The Cabinet Office has approached British APCO to work with it to develop the technical standards. ‘We’ll talk to the commercial side and the agency command and control people and work with them to agree the standard,’ says Lampard.
One standard already in fairly wide use is SunGuard (part of Capita) information and communications technology, which is used by the Highways Agency and the police. Capita has agreed to put the next iteration of its software into the Cabinet Office and British APCO’s hands, so there is agreement in principle.
In December 2012, the Cabinet Office, British APCO and representatives from police, fire and ambulance met and worked on the standard. The aim is to get the first part of the standard ready by autumn 2013. Lampard says it will provide a common agreement and although it will not be an all singing and dancing system, it will be able to transfer basic data such as location, incident type, time, date and so on.

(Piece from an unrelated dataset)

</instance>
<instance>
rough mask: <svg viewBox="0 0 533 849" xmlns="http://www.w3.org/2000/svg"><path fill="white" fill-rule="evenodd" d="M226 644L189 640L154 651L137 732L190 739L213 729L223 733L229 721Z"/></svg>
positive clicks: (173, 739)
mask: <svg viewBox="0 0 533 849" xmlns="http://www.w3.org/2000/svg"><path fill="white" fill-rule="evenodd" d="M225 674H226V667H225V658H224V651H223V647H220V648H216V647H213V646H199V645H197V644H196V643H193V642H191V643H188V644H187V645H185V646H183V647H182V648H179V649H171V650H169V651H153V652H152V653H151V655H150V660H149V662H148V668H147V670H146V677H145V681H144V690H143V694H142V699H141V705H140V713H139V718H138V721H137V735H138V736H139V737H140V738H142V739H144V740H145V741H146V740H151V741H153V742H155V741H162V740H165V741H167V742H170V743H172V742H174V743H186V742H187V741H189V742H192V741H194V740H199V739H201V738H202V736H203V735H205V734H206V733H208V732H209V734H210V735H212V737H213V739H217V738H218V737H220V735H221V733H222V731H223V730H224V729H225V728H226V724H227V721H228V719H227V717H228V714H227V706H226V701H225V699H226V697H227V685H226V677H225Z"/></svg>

Running parallel with this is the 101 concept. Although everyone agrees the original 101 was a great concept, it is complex, so it will move forward only with police, fire and ambulance for the time being, as critical information is needed first and foremost to enable the blue light services to get to the scene of an incident first and fast.
End user requirements
Three user groups are working in parallel to come up with an agreement on the information needed by each agency. If there is a call concerning a fire the police don’t need to know what kind of fire it is. But the fire brigade have around 20 ways of categorising a fire. So, establishing common working practices for what each agency needs is going to be quite complex.
Operational and commercial groups were due to meet at the British APCO 2013 show in Manchester at the end of April, where the user requirements were brought before the technical people, so they can begin work on writing the standard.
Lampard makes the point that no agency is being asked to wait until the standard is established. For example, following the collapse of the Fire Control project, the Fire and Rescue Services have all been given funding to update their command and control systems. As electronic information exchange is critical to what they want to do, they will press ahead with that on their own.
‘We are not preventing anyone moving ahead or asking them to wait for us to come up with the standard,’ says Lampard. ‘But at least we all know the path now, so the fire service knows the context of where we are trying to get to and it is the same in Wales.’
Lampard says that everyone is signed up including CFOA, ACPO, AACE, the Cabinet Office, Department of Health and DCLG. JESIP (Joint Emergency Service Interoperability Programme) – which has two years of government funding to help establish better ways of joint working between the emergency services – will also be supporting the DEIT project. Electronic data exchange is not part of what JESIP was set up to do, but it will support it and recommend ways to go forwards.
Underpinning the whole process, for a whole host of considerations including funding issues, is the need not to reinvent the wheel and to introduce electronic data exchange between public safety partners one step at a time. This means harnessing existing technology
and legacy systems to keep costs down and to not overwhelm public safety agencies by attempting a big bang style technological and procedural change.